In Vitro RNA Synthesis.

Approximately 3–5 μg of the SELEX cDNA, linearized with BamHI, were incubated in transcription buffer {8 mM Hepes-KOH, pH 7.5/1.2 mM MgCl2/0.2 mM spermidine/40 mM DTT/100 units RNasin/1.8 mM NTPs/30 μCi [α-32P]UTP (800 Ci/mmol; 1 Ci = 37 GBq)/2.5 units yeast inorganic pyrophosphatase (Sigma)/10 μg/ml T7 RNA polymerase (gift from B. Burnett, University of Colorado Health Sciences Center)} at 37°C for 4 hr. The reactions were then incubated with 3 units of DNase RQ1 at 37°C for 15 min. After extraction with phenol/chloroform and precipitation with ethanol, RNA was resuspended and fractionated through a G25-Sephadex column to remove unincorporated nucleotides. Similarly, large quantities of selected RNAs R8-35 and R0-1 were made in this way, except that those RNAs were further purified by electrophoresis on a 5% polyacrylamide/7 M urea gel as described (18). The isolated RNAs were quantified by measuring the A260 (40 μg/ml per A260 unit).

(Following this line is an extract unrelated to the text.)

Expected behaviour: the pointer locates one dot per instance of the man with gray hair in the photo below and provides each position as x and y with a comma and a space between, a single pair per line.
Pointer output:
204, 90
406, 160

The luciferase (LUC) reporter mRNAs were generated from the plasmid pT7LUCpA (19), linearized with HpaI or BamHI such that the 3′ terminal RNA sequences contained or lacked polyadenosine residues, respectively. Capped mRNAs were synthesized in the presence of cap analog m7GpppG (New England Biolabs) that was added at a 5-fold higher concentration than GTP to the transcription reactions. Unincorporated cap analog was removed by precipitation with ethanol and fractionating the reaction mixture twice with G25-Sephadex columns. The bicistronic mRNA m7-CAT/Bip/LUCpA was expressed from plasmid pT7-CAT-Bip-LUCpA (20) linearized with HpaI. The integrity of the mRNAs was monitored by electrophoresis on agarose or denaturing polyacrylamide gels.

Determination of Binding Constants.

Five micrograms of 32P-labeled R8-35 SELEX RNA was incubated with 100 μl of m7-GTP-Sepharose 4B at 4°C for 2 hr. The unbound RNAs were removed from the reaction by washing the resin with 40 column volumes of binding buffer. The R8-35 RNA-bound Sepharose resin was then divided into five equal aliquots. Increasing amounts of various nucleosides and nucleotide analogs (see Table 2) were added to the RNA-bound resin in a total volume of 200 μl of binding buffer. After incubation on a rotator at 4°C for 12 hr, the Sepharose beads were sedimented, and the radioactivity in the supernatant was determined by liquid scintillation counting. The RNA concentration needed to elute 50% of the bound RNA was determined (i.e., IC50).

Table 2.

IC50 values of nucleotides and nucleotide analogs for R8-35 RNA binding to m7-GTP-Sepharose

Competitor IC50, μM
m7-GTP 0.5
GTP 1200.0
m7GpppG 1.0
GpppG >2800.0
m7GpppA 2.2
m7-GDP 1.5
dGTP 2900.0
GMP 1800.0
Guanosine 90.0
ITP 4700.0
CTP 6500.0
UTP 6000.0
ATP 4800.0

Enzymatic Probing of RNA Structures.

Structural probing of the R8-35 SELEX RNA was performed with 5′ end-labeled RNA as described (21), except that tRNA (1 μg/μl) was added to the reaction mixtures. RNases A, T1, T2 and cobra venom RNase 1 were employed in these experiments.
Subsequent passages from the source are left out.